Nick Desaulniers

The enemy's gate is down

Apr 6, 2020 - 19 minute read - Comments - asm clang asm goto linux llvm

Off by Two

“War stories” in programming are entertaining tales of truly evil bugs that kept you up at night. Inspired by posts like My Hardest Bug Ever, Debugging an evil Go runtime bug, and others from /r/TalesFromDebugging, I wanted to share with you one of my favorites from recent memory. Recent work has given me much fulfilment and a long list of truly awful bugs to recount. My blog has been quieter than I would have liked; hopefully I can find more time to document some of these, maybe in series form. May I present to you episode I; “Off by Two.”
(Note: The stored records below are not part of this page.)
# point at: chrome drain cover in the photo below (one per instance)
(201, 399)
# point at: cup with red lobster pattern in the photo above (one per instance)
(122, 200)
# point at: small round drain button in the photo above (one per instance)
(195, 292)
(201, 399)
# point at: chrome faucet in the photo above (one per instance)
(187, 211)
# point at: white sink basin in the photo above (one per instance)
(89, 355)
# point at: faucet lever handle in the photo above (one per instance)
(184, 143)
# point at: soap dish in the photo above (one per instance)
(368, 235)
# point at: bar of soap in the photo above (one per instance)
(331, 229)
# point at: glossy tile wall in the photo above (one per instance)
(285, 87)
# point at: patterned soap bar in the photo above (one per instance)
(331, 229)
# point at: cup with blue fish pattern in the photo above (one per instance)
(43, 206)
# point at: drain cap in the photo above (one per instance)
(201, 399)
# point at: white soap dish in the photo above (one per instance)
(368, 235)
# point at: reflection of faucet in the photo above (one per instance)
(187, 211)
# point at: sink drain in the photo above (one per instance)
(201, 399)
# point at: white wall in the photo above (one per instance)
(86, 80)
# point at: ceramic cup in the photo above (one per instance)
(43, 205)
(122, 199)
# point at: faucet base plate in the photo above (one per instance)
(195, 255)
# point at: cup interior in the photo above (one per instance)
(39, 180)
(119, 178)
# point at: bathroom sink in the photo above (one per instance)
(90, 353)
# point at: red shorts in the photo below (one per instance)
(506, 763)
Distracted in a conference grand ballroom, above what might be the largest mall in the world or at least Bangkok, a blank QEMU session has me seriously questioning my life choices. No output. Fuck! My freshly built Linux kernel, built with a large new compiler feature that’s been in development for months is finally now building but is not booting. Usually a panic prints a nice stack trace and we work backwards from there. I don’t know how to debug a panic during early boot, and I’ve never had to; with everything I’ve learned up to this point, I’m afraid I won’t have it in me to debug this.

Attaching GDB, the kernel’s sitting an infinite loop:

/* Restricted version used during very early boot */
void __init early_fixup_exception(struct pt_regs *regs, int trapnr)
{
...
halt_loop:
	while (true)
		halt();

Some sort of very early exception handler; better to sit busy in an infinite loop than run off and destroy hardware or corrupt data, I suppose. It seems this is some sort of exception handler for before we’re ready to properly panic; maybe the machinery is not in place to even collect a stack trace, unwind, and print that over the serial driver. How did things go so wrong and how did we get here? I decide to ask for help.
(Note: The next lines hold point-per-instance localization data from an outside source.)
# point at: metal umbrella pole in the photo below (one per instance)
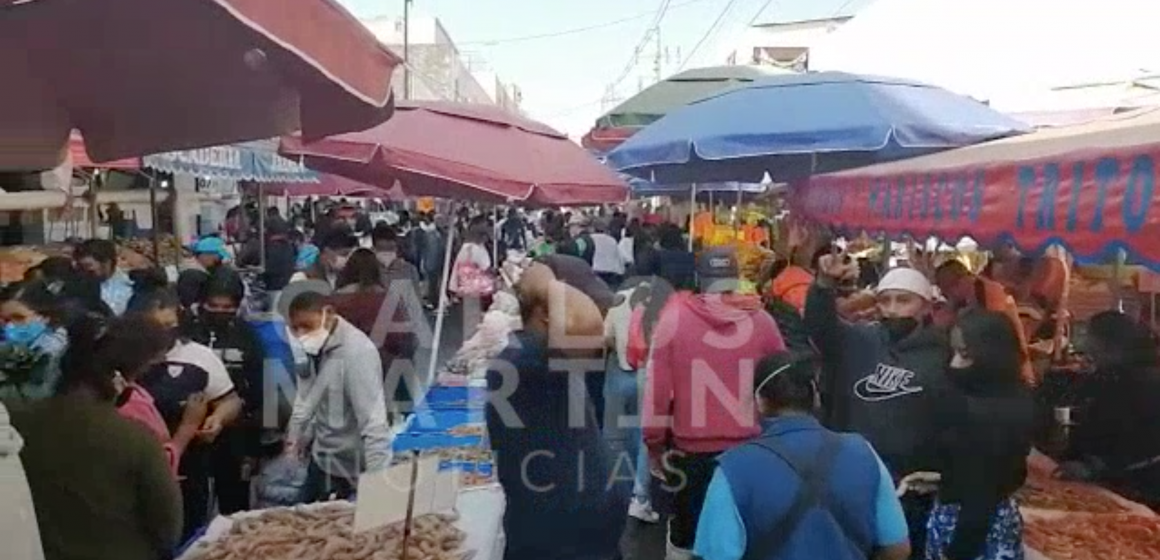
(441, 310)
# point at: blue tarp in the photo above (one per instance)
(791, 126)
(247, 161)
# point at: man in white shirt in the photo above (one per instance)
(19, 530)
(607, 261)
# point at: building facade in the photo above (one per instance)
(784, 44)
(439, 70)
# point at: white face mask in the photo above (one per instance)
(312, 342)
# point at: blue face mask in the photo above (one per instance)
(24, 334)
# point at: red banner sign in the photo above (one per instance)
(1093, 204)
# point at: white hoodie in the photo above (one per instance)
(19, 531)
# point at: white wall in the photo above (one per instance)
(787, 35)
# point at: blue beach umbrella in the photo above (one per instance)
(795, 125)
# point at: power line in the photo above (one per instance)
(760, 11)
(709, 33)
(565, 33)
(661, 11)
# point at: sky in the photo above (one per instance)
(585, 45)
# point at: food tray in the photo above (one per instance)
(455, 398)
(423, 442)
(428, 420)
(480, 514)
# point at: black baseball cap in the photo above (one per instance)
(718, 270)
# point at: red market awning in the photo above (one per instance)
(138, 77)
(469, 152)
(80, 159)
(1089, 188)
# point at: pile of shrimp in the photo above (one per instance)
(327, 533)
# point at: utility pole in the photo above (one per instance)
(658, 67)
(406, 49)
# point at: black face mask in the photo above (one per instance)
(899, 327)
(218, 319)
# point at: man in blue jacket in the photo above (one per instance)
(799, 492)
(565, 497)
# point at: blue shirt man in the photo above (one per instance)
(799, 492)
(566, 500)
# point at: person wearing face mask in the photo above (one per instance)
(28, 311)
(187, 370)
(707, 340)
(98, 259)
(889, 376)
(138, 346)
(398, 273)
(1116, 442)
(363, 297)
(566, 499)
(334, 249)
(101, 486)
(219, 327)
(985, 437)
(342, 434)
(798, 491)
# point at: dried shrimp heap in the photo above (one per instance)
(327, 533)
(1095, 537)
Setting breakpoints and rerunning my boot, it looks like the fourth call to __early_make_pgtable() is deterministically going awry. Reading through callers, from the early_idt_handler_common subroutine in arch/x86/kernel/head_64.S the address was stored in %cr2 (the “page fault linear address”). But it’s not clear to me who calculated that address that created the fault. My understanding is that early_idt_handler_common is an exception vector setup in early_idt_handler_array, which gets invoked upon access to “unmapped memory” which gets saved into %cr2.

Beyond that, GDB doesn’t want me to be able to read %cr2.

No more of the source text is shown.